This is the first part in a series on the future of fish farming in the Pacific Northwest.
The Hope Island Fish Farm floats in the middle of Puget Sound, about a 15-minute boat ride from Whidbey Island’s Deception Pass. Narrow metal walkways surround giant nets anchored to the bottom of the sound. Those nets hold thousands of Atlantic salmon--though it’s difficult to see them till they jump.
“It’s very dark down there,” says Tom Glaspie, the site manager. “Swim right through them, and you won’t see a single fish.”
The Hope Island Fish Farm is the newest of Cooke Aquaculture’s eight fish farms in Puget Sound. This August, one of those farms broke, and 160,000 Atlantic salmon escaped. That event has renewed calls for regulating fish farms more intensely — or for taking the farms out of the Sound entirely. Anti-fish farm advocates say it’s better to farm salmon in tanks, on land.
Atlantic salmon have been farmed in the Sound for more than 30 years. That’s in part because Atlantic salmon are domesticated: They grow faster than Pacific salmon and don’t get into fights in the pens. It’s like the difference between raising cattle and raising bison.
There are environmental reasons as well. When Atlantic salmon escape, they can’t breed with native salmon. But, if Pacific salmon were to be domesticated and to escape, they could breed with wild fish and dilute their genetic stock.
But a lot of people are pretty concerned about other potential effects of fish farms, beyond the big escapes.
“Even more of a concern is the day in, day out impact of these things,” Washington state Senator Kevin Ranker says.
He and other fish farm opponents are making the most of the current outrage about escaped Atlantic salmon to try to draw attention to the stuff they’ve been complaining about for years. Fish farms in open water spread viruses and antibiotic resistance. And then, of course, there are fish escapes and the potential problems they bring.
“These net pens are allowed to pass feces through the net pens,” Ranker says. “They’re allowed to pass food pellets, which could have antibiotics in them, through the net pen. And, because the net pen is floating in our ecosystem, have impacts on the ecosystem.”
Old regulations and lax oversight
Ranker says Washington needs to revamp its oversight of fish farms.
Here’s how it currently works:
Cooke Aquaculture and other companies with fish farms lease the water where the fish farms are located from the Washington Department of Natural Resources, or DNR.
“It’s like a landlord/tenant relationship,” says Cori Simmons, a DNR spokesperson. “The landlord doesn’t regulate the legality of the activities that you do in your apartment, but, should you violate the law in your apartment and the police become involved, the landlord has the right to evict you.”
The laws companies have to follow have to do with things like water quality and diseases. The Departments of Ecology and Fish and Wildlife wrote those regulations — thirty years ago. Even the agencies themselves say they’re out of date.
The agencies give companies permits, and then DNR inspects to make sure the companies are following the rules. Up till now, there weren’t many inspections.
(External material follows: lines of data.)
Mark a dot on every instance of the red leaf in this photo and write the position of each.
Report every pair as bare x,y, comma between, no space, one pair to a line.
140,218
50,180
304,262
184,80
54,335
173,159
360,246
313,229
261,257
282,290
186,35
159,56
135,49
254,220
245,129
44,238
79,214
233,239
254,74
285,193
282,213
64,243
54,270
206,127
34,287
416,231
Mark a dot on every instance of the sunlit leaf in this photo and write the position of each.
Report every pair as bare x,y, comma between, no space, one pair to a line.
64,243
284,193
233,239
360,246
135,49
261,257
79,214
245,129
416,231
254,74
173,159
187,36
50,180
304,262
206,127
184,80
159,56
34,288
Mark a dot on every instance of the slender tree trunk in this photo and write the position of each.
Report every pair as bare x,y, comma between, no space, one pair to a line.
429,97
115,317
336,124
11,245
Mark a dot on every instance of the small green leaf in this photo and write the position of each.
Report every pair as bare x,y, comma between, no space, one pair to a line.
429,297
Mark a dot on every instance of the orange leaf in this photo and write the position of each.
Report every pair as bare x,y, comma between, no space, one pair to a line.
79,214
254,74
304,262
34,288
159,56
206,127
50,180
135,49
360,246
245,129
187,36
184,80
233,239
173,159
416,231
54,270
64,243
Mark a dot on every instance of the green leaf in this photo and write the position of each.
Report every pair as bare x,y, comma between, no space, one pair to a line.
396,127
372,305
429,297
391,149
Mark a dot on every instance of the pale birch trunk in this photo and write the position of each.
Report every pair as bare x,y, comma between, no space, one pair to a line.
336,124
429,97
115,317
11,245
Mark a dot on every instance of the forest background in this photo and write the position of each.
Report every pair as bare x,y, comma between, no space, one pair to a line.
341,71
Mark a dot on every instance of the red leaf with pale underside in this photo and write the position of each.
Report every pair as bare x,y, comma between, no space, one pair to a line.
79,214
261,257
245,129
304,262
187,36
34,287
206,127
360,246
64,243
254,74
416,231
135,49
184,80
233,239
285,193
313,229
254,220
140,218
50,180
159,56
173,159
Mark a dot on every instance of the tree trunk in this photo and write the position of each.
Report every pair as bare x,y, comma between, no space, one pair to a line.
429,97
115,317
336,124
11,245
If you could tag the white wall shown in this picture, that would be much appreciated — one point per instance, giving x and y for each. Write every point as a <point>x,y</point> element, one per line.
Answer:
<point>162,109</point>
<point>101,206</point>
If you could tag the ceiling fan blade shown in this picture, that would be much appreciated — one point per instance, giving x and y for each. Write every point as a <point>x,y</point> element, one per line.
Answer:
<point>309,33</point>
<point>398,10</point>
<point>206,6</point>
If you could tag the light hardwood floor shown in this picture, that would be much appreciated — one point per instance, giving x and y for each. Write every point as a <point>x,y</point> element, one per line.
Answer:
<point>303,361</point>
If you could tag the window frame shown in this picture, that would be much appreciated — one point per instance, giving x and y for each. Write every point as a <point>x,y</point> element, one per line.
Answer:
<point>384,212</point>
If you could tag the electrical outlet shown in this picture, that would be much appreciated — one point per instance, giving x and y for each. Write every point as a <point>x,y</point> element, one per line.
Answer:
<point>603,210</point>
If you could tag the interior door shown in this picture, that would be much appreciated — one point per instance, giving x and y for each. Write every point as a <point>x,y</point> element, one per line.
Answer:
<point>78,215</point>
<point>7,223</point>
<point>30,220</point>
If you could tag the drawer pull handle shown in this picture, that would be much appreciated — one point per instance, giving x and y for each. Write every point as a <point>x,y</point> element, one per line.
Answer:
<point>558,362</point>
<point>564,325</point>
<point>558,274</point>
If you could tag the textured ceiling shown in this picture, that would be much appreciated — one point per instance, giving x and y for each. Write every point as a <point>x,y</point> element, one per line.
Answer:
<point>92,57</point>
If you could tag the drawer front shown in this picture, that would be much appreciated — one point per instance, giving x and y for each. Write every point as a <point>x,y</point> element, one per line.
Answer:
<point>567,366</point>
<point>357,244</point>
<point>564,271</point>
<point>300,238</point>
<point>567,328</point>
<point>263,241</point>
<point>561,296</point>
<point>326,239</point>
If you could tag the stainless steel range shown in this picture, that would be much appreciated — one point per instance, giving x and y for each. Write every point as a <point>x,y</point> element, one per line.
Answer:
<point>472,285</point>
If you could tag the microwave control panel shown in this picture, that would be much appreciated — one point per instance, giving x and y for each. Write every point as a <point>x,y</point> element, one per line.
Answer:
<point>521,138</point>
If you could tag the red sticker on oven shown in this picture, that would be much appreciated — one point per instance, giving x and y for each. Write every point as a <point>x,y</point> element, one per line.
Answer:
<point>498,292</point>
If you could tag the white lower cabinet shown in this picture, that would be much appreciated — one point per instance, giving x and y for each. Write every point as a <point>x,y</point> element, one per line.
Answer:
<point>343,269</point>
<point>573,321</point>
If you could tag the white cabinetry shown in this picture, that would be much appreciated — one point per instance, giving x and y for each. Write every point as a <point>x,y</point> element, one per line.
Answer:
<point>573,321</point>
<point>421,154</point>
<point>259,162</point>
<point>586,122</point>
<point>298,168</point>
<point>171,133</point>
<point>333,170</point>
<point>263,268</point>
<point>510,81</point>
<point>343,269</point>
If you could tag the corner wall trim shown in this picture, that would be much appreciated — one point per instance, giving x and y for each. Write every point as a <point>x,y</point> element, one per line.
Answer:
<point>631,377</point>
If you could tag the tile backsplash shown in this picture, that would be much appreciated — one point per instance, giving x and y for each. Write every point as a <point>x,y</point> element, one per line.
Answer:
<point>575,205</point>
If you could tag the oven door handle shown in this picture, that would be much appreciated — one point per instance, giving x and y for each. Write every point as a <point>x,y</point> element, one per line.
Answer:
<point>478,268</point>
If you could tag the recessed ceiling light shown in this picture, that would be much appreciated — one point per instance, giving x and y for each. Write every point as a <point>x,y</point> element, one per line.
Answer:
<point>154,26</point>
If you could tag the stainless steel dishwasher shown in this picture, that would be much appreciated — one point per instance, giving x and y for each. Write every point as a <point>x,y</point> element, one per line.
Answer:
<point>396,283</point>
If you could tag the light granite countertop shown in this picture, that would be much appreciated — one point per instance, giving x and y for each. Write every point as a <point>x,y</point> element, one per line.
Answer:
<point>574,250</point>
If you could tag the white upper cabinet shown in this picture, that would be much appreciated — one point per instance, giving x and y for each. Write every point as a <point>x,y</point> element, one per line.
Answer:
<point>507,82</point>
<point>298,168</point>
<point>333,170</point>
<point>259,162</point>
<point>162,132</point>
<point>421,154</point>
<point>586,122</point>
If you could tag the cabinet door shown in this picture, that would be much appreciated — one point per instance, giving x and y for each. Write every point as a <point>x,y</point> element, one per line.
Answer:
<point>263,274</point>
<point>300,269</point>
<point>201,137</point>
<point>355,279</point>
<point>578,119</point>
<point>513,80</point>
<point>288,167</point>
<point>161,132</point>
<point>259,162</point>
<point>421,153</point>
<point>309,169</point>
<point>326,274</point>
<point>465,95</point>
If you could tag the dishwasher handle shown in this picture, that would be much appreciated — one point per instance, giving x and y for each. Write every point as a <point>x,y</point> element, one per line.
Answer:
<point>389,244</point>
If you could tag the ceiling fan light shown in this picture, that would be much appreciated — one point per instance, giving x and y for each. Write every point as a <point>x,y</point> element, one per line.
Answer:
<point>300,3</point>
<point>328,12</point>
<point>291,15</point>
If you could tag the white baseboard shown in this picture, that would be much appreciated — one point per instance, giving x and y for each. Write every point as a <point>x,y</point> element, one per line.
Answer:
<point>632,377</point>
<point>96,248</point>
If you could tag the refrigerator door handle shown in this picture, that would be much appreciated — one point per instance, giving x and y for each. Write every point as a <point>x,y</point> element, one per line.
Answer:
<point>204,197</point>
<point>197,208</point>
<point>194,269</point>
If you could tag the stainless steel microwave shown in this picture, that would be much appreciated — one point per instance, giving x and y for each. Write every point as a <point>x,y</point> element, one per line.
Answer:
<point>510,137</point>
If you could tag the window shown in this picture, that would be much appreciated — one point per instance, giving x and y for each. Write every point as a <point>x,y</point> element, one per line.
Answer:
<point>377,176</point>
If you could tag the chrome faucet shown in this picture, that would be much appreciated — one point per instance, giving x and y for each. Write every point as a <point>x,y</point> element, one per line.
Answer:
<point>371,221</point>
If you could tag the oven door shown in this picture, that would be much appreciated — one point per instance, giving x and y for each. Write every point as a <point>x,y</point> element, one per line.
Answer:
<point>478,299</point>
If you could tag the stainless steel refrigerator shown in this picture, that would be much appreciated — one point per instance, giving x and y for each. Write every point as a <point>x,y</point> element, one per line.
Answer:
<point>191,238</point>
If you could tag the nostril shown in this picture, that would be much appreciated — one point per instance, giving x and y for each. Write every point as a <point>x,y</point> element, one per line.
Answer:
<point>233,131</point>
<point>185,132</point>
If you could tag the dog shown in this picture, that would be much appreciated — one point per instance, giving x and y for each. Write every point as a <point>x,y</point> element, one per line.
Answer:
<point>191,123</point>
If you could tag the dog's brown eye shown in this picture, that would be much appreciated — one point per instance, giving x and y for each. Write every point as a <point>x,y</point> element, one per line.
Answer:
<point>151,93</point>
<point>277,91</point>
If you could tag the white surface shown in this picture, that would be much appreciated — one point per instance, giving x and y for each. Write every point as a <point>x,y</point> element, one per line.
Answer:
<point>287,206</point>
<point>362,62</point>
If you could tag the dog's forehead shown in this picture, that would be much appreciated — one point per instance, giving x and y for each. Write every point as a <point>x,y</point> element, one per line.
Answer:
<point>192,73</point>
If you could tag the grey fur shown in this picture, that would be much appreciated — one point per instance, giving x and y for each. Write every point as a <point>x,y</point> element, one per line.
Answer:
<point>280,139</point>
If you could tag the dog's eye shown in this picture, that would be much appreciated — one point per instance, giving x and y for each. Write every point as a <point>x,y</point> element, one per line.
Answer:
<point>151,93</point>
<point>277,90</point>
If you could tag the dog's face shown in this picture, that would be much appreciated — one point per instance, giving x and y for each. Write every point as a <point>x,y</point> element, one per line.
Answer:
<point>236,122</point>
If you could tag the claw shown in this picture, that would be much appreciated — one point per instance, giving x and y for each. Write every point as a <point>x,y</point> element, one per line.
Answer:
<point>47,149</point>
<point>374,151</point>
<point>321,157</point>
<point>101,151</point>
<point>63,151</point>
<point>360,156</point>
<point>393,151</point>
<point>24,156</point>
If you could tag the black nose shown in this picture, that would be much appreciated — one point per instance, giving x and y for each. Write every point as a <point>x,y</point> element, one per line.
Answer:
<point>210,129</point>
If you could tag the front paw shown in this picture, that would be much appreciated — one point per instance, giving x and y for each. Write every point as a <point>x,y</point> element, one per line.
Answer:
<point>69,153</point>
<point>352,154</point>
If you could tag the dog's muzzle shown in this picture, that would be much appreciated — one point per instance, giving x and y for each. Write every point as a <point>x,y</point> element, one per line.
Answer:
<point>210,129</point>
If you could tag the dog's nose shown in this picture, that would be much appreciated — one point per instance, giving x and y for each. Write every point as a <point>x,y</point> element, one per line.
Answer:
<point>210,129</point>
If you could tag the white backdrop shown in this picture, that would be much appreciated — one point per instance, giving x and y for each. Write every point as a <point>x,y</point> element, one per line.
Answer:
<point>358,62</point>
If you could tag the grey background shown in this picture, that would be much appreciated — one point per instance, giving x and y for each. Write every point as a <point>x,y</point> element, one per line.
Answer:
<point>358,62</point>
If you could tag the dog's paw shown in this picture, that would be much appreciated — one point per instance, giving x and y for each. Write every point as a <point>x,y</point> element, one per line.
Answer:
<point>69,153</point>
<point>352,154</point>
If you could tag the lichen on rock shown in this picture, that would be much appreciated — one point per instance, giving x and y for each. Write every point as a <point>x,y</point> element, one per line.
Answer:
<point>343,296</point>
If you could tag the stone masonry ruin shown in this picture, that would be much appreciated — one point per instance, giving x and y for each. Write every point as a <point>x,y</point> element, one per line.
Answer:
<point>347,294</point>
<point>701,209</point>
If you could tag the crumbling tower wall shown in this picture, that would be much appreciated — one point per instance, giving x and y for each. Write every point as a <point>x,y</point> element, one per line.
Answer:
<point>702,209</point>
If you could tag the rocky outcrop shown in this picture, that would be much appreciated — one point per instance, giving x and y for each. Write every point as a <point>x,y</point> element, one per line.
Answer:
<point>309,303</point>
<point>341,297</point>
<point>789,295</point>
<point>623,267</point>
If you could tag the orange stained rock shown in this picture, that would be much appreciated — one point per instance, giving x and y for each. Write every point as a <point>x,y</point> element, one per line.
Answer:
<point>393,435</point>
Glaspie’s been the site manager of the Hope Island fish farm since it opened six years ago.
“I’ve never, like, had a full inspection that I can remember of,” he says.
DNR has stepped up enforcement since the fish escape and plans to visit all eight of the fish farms in Puget Sound by late January 2018.
But those inspections don’t go nearly far enough for Senator Ranker, who wants to outlaw farming Atlantic salmon in Washington altogether. His goal is to pass legislation that wouldn’t renew any fish farm leases.
The last existing lease ends in 2025.
He says, in the meantime, his bill would require updating those thirty-year-old regulations “based on best available science.”
If Ranker gets what he wants, his bill would become law by June. New regulations would be in place next fall. And, by 2025, there would be no Atlantic salmon farms left in Puget Sound.
Cooke Aquaculture spokesperson Nell Halse says that would be a mistake. Her argument is that, if people in the Pacific Northwest can’t buy locally farmed Atlantic salmon, they’ll probably just import more farmed salmon from places like Chile and Thailand, with far less stringent environmental regulations.
“For people in Washington, people in Maine, if they’re going to be eating fish from a farm,” she says, “would you rather have fish that are raised locally, by your own people, under your regulations and oversight?”